Last fall, Republican candidates made a lot of campaign promises: to create more jobs, to roll back federal regulations and to increase energy production. But you didn’t see any bumper stickers or yard signs promising to gut Social Security. Yet, the first thing House Republicans did in the new session of Congress was to quietly change a rule that could force cuts in Social Security benefits for millions of Americans by the end of next year. By turning a simple procedural tool into a “doomsday” scenario, House Republicans want to manufacture a crisis in order to justify cuts and to move toward their goal of Social Security privatization, a long-time goal of Wall Street and right - wing think tanks.

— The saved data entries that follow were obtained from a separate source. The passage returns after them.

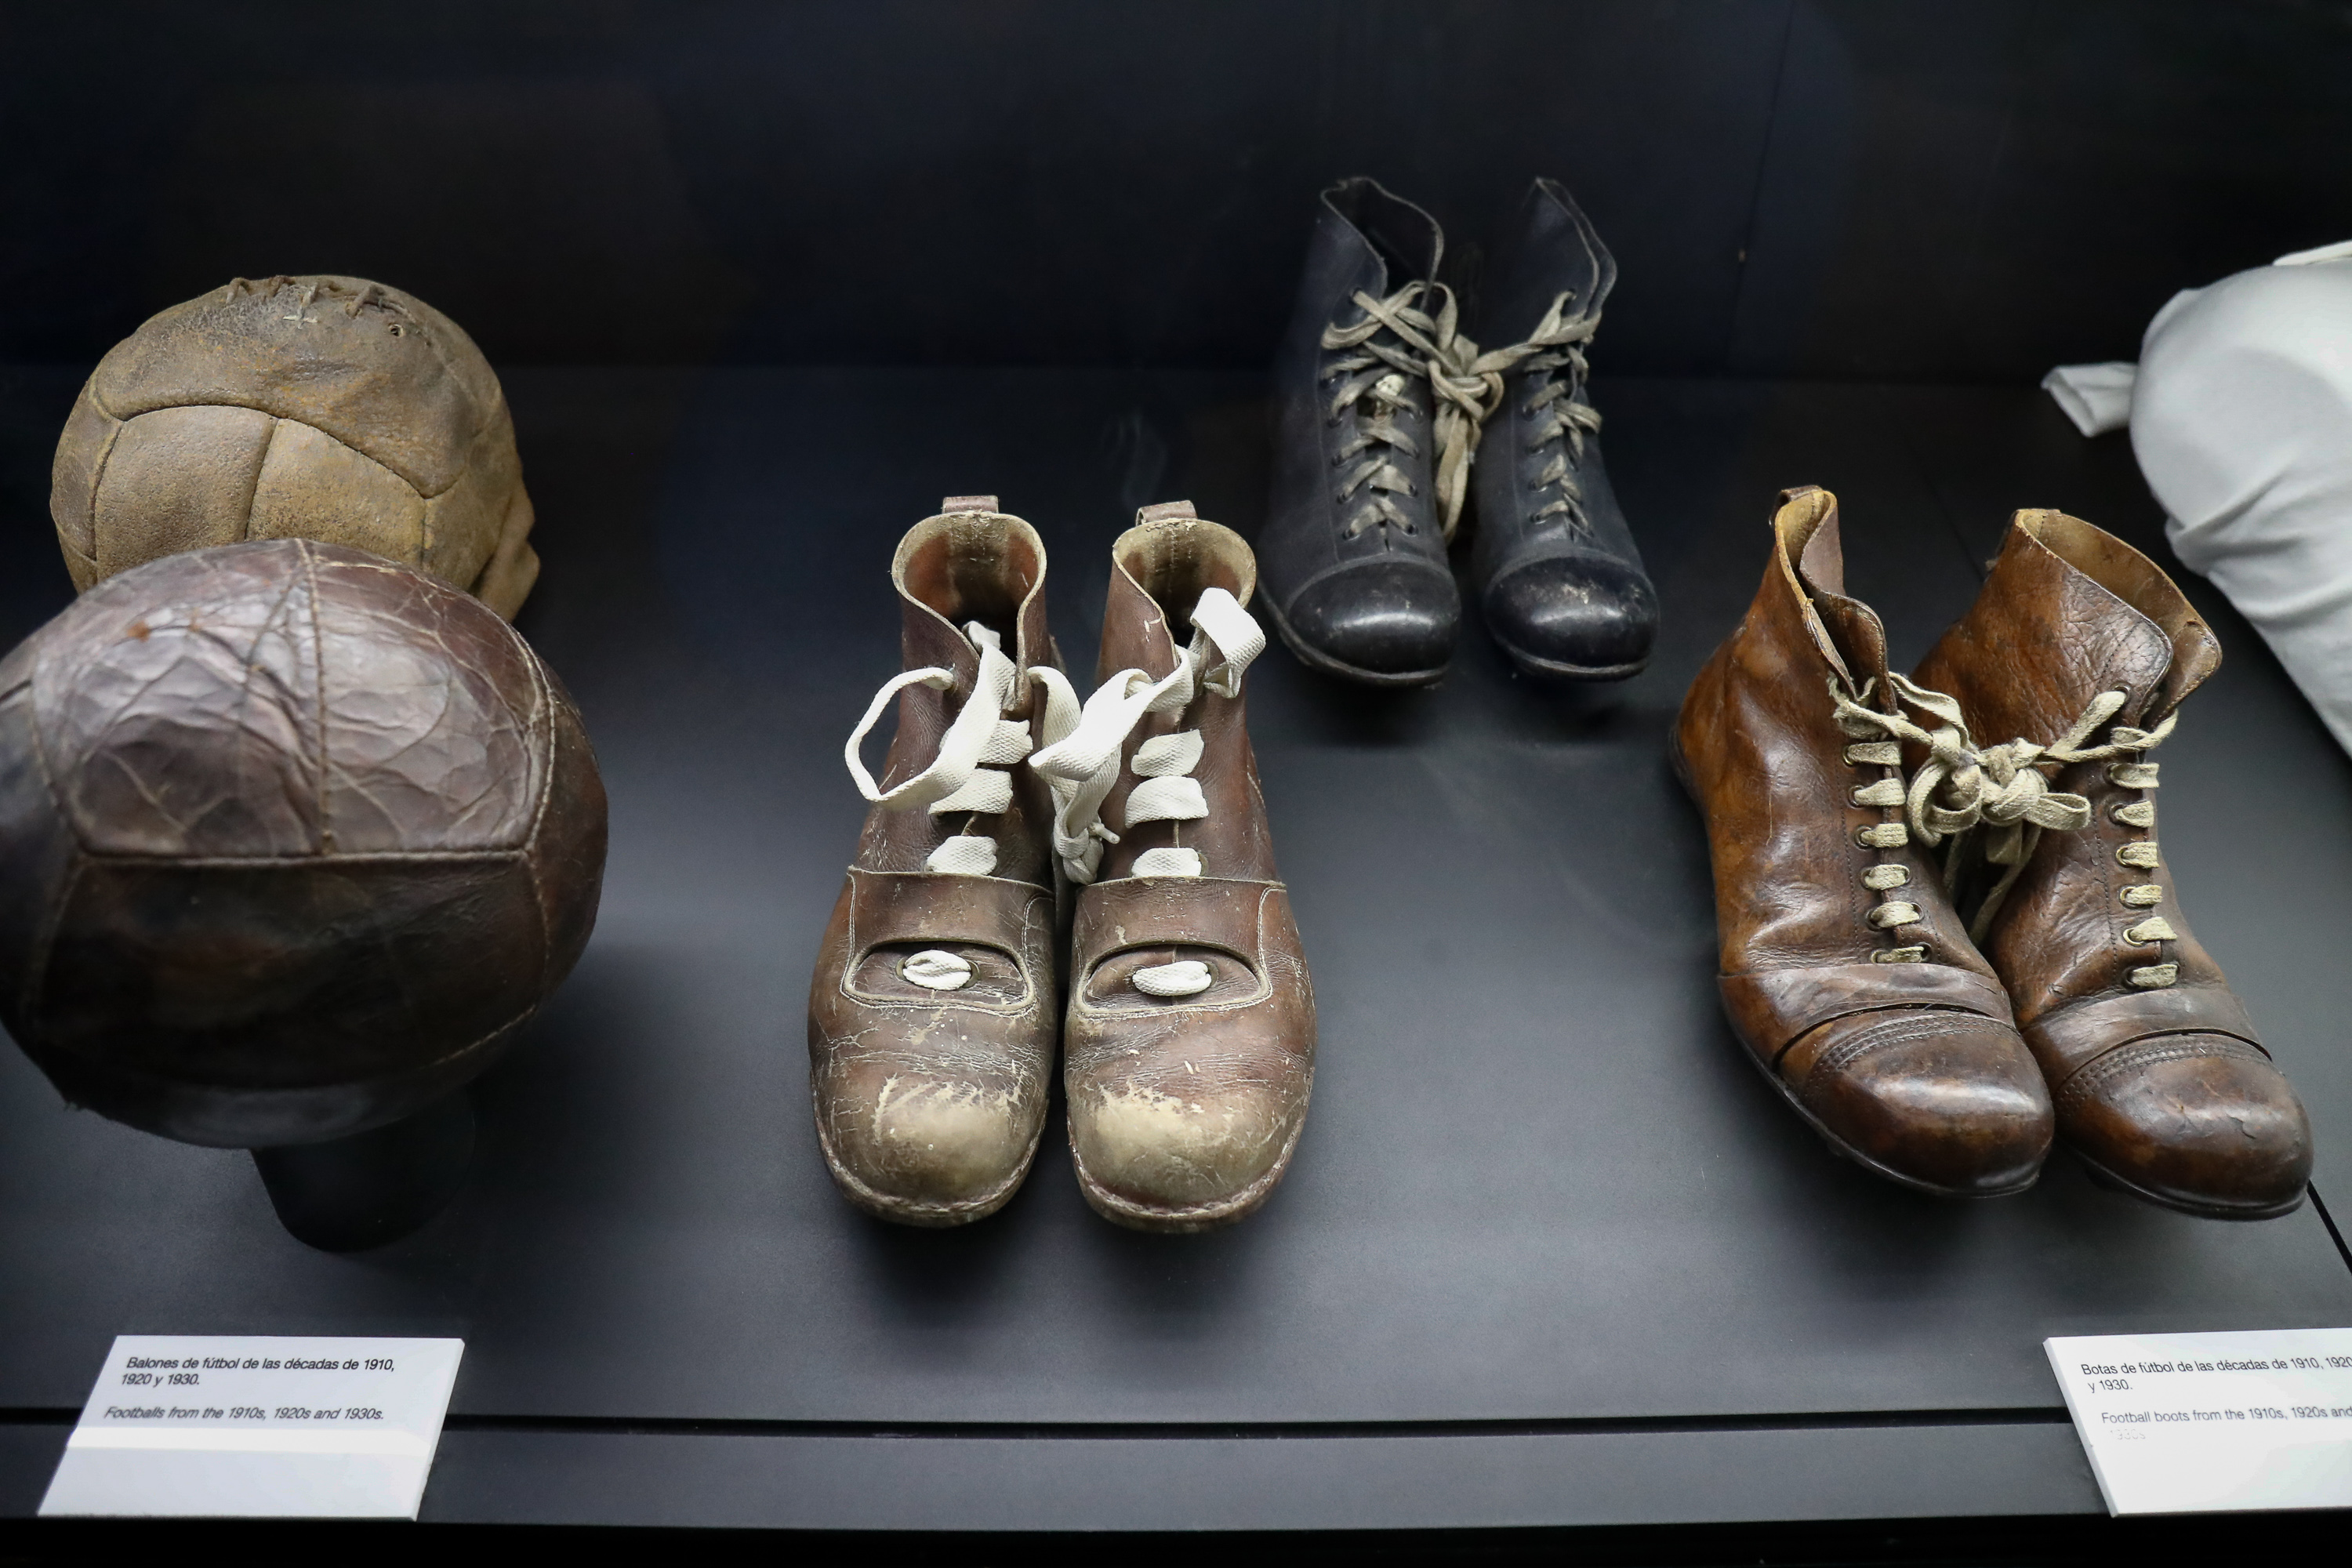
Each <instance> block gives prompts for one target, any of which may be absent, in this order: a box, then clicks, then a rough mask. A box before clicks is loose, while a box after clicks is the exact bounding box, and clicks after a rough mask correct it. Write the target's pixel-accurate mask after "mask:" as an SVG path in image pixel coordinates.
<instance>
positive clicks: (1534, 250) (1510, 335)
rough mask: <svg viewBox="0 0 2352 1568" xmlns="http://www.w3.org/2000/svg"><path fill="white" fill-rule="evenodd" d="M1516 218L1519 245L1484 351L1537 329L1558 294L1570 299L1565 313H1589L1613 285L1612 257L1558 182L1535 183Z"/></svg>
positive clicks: (1542, 179)
mask: <svg viewBox="0 0 2352 1568" xmlns="http://www.w3.org/2000/svg"><path fill="white" fill-rule="evenodd" d="M1519 214H1522V230H1519V247H1517V252H1515V254H1512V259H1510V273H1508V282H1505V287H1503V294H1501V301H1498V306H1496V310H1494V327H1496V334H1494V339H1491V341H1489V348H1494V346H1501V343H1512V341H1519V339H1524V336H1529V334H1531V331H1536V324H1538V322H1541V320H1543V313H1545V310H1550V308H1552V301H1555V299H1559V294H1566V296H1569V315H1590V313H1595V310H1599V308H1602V301H1606V299H1609V289H1611V287H1616V259H1613V256H1611V254H1609V247H1606V244H1602V240H1599V235H1597V233H1592V223H1590V221H1588V219H1585V214H1583V212H1581V209H1578V207H1576V202H1573V200H1571V197H1569V193H1566V190H1564V188H1562V186H1559V181H1552V179H1538V181H1536V183H1534V186H1531V188H1529V193H1526V202H1522V207H1519Z"/></svg>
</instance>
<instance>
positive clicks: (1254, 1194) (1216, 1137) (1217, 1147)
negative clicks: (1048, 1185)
mask: <svg viewBox="0 0 2352 1568" xmlns="http://www.w3.org/2000/svg"><path fill="white" fill-rule="evenodd" d="M1301 1112H1303V1105H1301V1103H1298V1098H1296V1095H1294V1093H1287V1091H1282V1088H1279V1086H1275V1084H1256V1086H1235V1088H1225V1091H1209V1093H1200V1095H1197V1098H1195V1095H1188V1093H1183V1091H1181V1086H1176V1091H1171V1088H1167V1086H1155V1084H1141V1081H1129V1084H1115V1086H1101V1088H1094V1091H1091V1093H1084V1095H1073V1098H1070V1152H1073V1154H1075V1159H1077V1168H1080V1180H1082V1185H1084V1190H1087V1197H1089V1201H1091V1204H1094V1206H1096V1208H1098V1211H1103V1213H1105V1215H1108V1218H1112V1220H1120V1222H1127V1225H1143V1227H1150V1229H1200V1227H1207V1225H1221V1222H1225V1220H1235V1218H1242V1215H1244V1213H1249V1208H1254V1206H1256V1199H1258V1197H1263V1192H1265V1190H1268V1187H1270V1185H1272V1182H1275V1180H1279V1171H1282V1164H1284V1157H1287V1154H1289V1150H1291V1143H1294V1135H1296V1131H1298V1114H1301Z"/></svg>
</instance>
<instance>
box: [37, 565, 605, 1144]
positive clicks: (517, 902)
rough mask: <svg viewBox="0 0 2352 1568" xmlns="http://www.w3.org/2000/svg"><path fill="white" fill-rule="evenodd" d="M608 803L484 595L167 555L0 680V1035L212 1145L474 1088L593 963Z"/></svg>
mask: <svg viewBox="0 0 2352 1568" xmlns="http://www.w3.org/2000/svg"><path fill="white" fill-rule="evenodd" d="M602 875H604V785H602V780H600V778H597V766H595V755H593V752H590V750H588V736H586V731H583V729H581V719H579V710H574V705H572V701H569V696H564V691H562V686H560V684H557V682H555V677H553V675H550V672H548V670H546V665H541V661H539V656H536V654H534V651H532V649H529V644H524V642H522V637H520V635H517V632H515V630H513V628H510V625H506V621H501V618H499V616H494V614H492V611H489V609H485V607H482V604H480V602H477V599H473V597H468V595H461V592H456V590H454V588H447V585H445V583H437V581H433V578H428V576H423V574H419V571H412V569H407V567H400V564H395V562H388V559H381V557H374V555H365V552H360V550H346V548H339V545H318V543H308V541H254V543H238V545H221V548H214V550H195V552H186V555H169V557H165V559H160V562H148V564H146V567H132V569H129V571H125V574H122V576H115V578H108V581H103V583H99V585H96V588H92V590H89V592H85V595H82V597H80V599H78V602H75V604H73V607H68V609H66V611H64V614H61V616H56V618H54V621H49V625H45V628H40V630H38V632H35V635H33V637H28V639H26V642H24V644H21V646H16V651H12V654H9V656H7V658H5V661H0V1023H7V1027H9V1032H12V1034H14V1037H16V1044H21V1046H24V1048H26V1053H28V1056H31V1058H33V1060H35V1063H38V1065H40V1067H42V1072H47V1074H49V1079H52V1081H54V1084H56V1088H59V1091H64V1095H66V1098H68V1100H73V1103H78V1105H87V1107H92V1110H96V1112H103V1114H106V1117H113V1119H118V1121H127V1124H132V1126H139V1128H146V1131H151V1133H162V1135H167V1138H181V1140H186V1143H202V1145H216V1147H270V1145H289V1143H318V1140H327V1138H341V1135H346V1133H358V1131H367V1128H372V1126H381V1124H388V1121H395V1119H400V1117H405V1114H409V1112H414V1110H421V1107H423V1105H428V1103H433V1100H435V1098H440V1095H445V1093H449V1091H452V1088H456V1086H459V1084H463V1081H468V1079H470V1077H473V1074H477V1072H480V1070H482V1067H487V1065H489V1063H492V1060H494V1056H496V1053H499V1051H501V1048H503V1046H506V1044H508V1041H510V1039H513V1037H515V1032H517V1030H520V1025H522V1023H524V1020H527V1018H529V1016H532V1013H534V1011H536V1009H539V1004H541V1001H543V999H546V997H548V994H550V992H553V990H555V985H557V983H560V980H562V978H564V973H569V969H572V964H574V961H576V959H579V954H581V947H583V945H586V943H588V931H590V926H593V924H595V907H597V891H600V884H602Z"/></svg>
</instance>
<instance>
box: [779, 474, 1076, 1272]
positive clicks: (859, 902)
mask: <svg viewBox="0 0 2352 1568" xmlns="http://www.w3.org/2000/svg"><path fill="white" fill-rule="evenodd" d="M948 505H955V508H967V510H943V512H941V515H936V517H927V520H924V522H920V524H915V527H913V529H910V531H908V536H906V538H903V541H901V543H898V552H896V557H894V559H891V581H894V583H896V588H898V611H901V654H903V665H901V668H906V670H920V668H943V670H955V686H953V689H948V691H936V689H931V686H920V684H917V686H908V689H906V691H901V693H898V733H896V736H894V738H891V748H889V757H887V762H884V766H882V771H880V785H882V790H894V788H896V785H901V783H903V780H908V778H913V776H915V773H920V771H922V769H927V766H929V764H931V759H934V757H936V755H938V738H941V736H943V733H946V729H948V724H953V722H955V715H957V712H962V708H964V701H967V698H969V696H971V689H974V682H976V679H978V654H976V651H974V646H971V642H969V639H967V637H964V632H962V630H957V628H962V625H964V623H969V621H981V623H985V625H988V628H993V630H995V632H997V635H1000V637H1002V639H1004V654H1007V656H1009V658H1014V663H1016V665H1018V668H1021V670H1028V668H1033V665H1056V668H1058V663H1061V661H1058V656H1056V651H1054V644H1051V637H1049V635H1047V621H1044V571H1047V559H1044V543H1040V538H1037V534H1035V531H1033V529H1030V527H1028V524H1025V522H1021V520H1018V517H1011V515H1007V512H997V510H995V498H993V496H950V501H948ZM1023 679H1025V677H1023ZM1025 689H1028V691H1030V708H1028V710H1023V715H1021V717H1023V719H1028V722H1035V717H1037V715H1040V712H1042V708H1040V703H1042V698H1040V696H1037V691H1035V686H1025ZM1030 736H1033V741H1035V729H1033V731H1030ZM1009 773H1011V780H1014V802H1011V809H1007V811H1002V813H995V816H985V818H971V816H931V813H929V811H924V809H915V811H884V809H882V806H875V809H870V811H868V813H866V827H863V832H861V835H858V849H856V858H854V860H851V865H849V877H847V882H844V886H842V896H840V900H837V903H835V907H833V922H830V924H828V926H826V936H823V943H821V945H818V952H816V973H814V978H811V980H809V1093H811V1098H814V1107H816V1135H818V1143H821V1147H823V1152H826V1164H828V1168H830V1171H833V1178H835V1182H837V1185H840V1190H842V1192H844V1194H847V1197H849V1199H851V1201H854V1204H858V1206H861V1208H866V1211H868V1213H875V1215H880V1218H884V1220H896V1222H903V1225H962V1222H969V1220H978V1218H985V1215H990V1213H995V1211H997V1208H1002V1206H1004V1201H1007V1199H1009V1197H1011V1194H1014V1190H1016V1187H1018V1185H1021V1178H1023V1175H1025V1173H1028V1166H1030V1159H1033V1157H1035V1152H1037V1138H1040V1135H1042V1131H1044V1110H1047V1091H1049V1086H1051V1070H1054V1034H1056V1023H1058V1011H1061V992H1058V990H1056V966H1054V936H1056V929H1054V926H1056V919H1054V917H1056V910H1054V858H1051V856H1054V837H1051V823H1054V804H1051V797H1049V795H1047V788H1044V783H1042V780H1040V778H1037V776H1035V773H1033V771H1030V769H1028V766H1014V769H1009ZM960 832H978V835H990V837H995V842H997V865H995V875H990V877H953V875H941V872H927V870H922V865H924V858H927V856H929V853H931V851H934V849H938V844H941V842H943V839H948V837H953V835H960ZM931 947H936V950H943V952H953V954H957V957H962V959H964V961H969V964H971V980H969V983H967V985H964V987H960V990H948V992H941V990H927V987H922V985H915V983H913V980H908V978H906V976H903V973H901V969H898V966H901V964H903V961H906V959H908V957H913V954H915V952H924V950H931Z"/></svg>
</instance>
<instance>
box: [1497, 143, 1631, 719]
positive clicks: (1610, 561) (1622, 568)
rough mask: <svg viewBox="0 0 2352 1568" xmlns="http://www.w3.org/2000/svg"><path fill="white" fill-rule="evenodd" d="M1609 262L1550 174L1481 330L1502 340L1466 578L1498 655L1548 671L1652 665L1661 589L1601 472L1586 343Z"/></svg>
mask: <svg viewBox="0 0 2352 1568" xmlns="http://www.w3.org/2000/svg"><path fill="white" fill-rule="evenodd" d="M1613 282H1616V259H1613V256H1609V247H1606V244H1602V240H1599V235H1595V233H1592V223H1590V221H1588V219H1585V214H1583V212H1578V207H1576V202H1573V200H1569V193H1566V190H1562V188H1559V183H1557V181H1550V179H1538V181H1536V183H1534V188H1531V190H1529V193H1526V202H1524V205H1522V209H1519V244H1517V252H1515V256H1512V259H1510V263H1508V268H1505V270H1503V289H1501V292H1498V294H1496V296H1494V301H1491V306H1489V310H1486V317H1484V320H1482V331H1484V334H1486V341H1491V343H1510V346H1512V348H1508V350H1503V353H1498V355H1491V360H1496V362H1501V360H1510V369H1505V371H1503V388H1505V393H1503V400H1501V407H1498V409H1496V411H1494V414H1491V416H1489V421H1486V430H1484V437H1482V440H1479V449H1477V468H1475V489H1477V541H1475V545H1472V552H1470V581H1472V583H1475V585H1477V588H1475V590H1477V599H1479V614H1482V616H1486V630H1489V632H1491V635H1494V639H1496V642H1501V644H1503V651H1505V654H1510V658H1512V663H1517V665H1519V668H1522V670H1526V672H1529V675H1541V677H1548V679H1623V677H1625V675H1632V672H1635V670H1639V668H1642V665H1644V663H1649V644H1651V639H1653V637H1656V635H1658V595H1656V592H1653V590H1651V585H1649V574H1646V571H1642V552H1639V550H1637V548H1635V543H1632V534H1630V531H1628V527H1625V512H1621V510H1618V503H1616V494H1613V491H1611V489H1609V470H1606V468H1602V442H1599V428H1602V416H1599V411H1597V409H1595V407H1592V397H1590V393H1588V390H1585V348H1588V346H1590V343H1592V331H1595V329H1597V327H1599V320H1602V301H1606V299H1609V287H1611V284H1613Z"/></svg>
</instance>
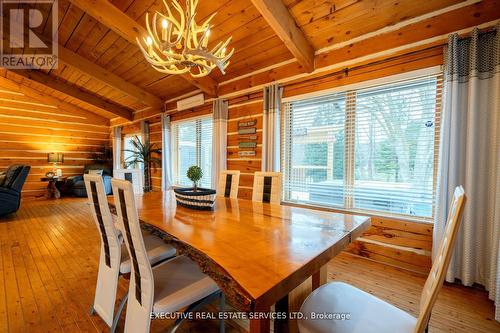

In reality, there’s no need to cut or privatize Social Security in order to assure its solvency. Social Security could pay its full promised benefits for decades to come if we simply asked all Americans to pay their fair share of FICA taxes. Here’s the deal: Ninety- four percent of American workers pay into Social Security all year long on every dollar they earn. The wealthiest six percent do not. They stop paying after their income hits the $118,500 cap. For people taking home $1 million or more, that arrives just six weeks into the year. Some even finish paying just after New Year’s Day. This gaping loophole allows billionaire hedge fund managers and corporate CEOs to pay a far lower percentage of their income into Social Security than teachers, police officers and healthcare workers.

If we closed this loophole, we could ensure that Social Security continues paying full benefits to every single American who pays in, just as they were promised.

We should also ensure senior citizens are getting an accurate cost of living adjustment. The model the government is using right now would be fine if seniors were regularly buying iPods and laptop computers. But that’s just not the case. I’ve proposed a better way to calculate the COLA based on items seniors actually use, such as food, housing, gasoline, healthcare and prescription drugs.

When it comes to the future of Social Security, we have a choice: we can tell our children and grandchildren that their Social Security benefits won’t be there for them because of a regressive tax that benefits the wealthy. Or, we can do what’s right to make sure America’s seniors and disabled citizens don’t fear living in poverty. Our country is stronger when everyone can be financially independent and living with dignity, thanks to a program they paid into.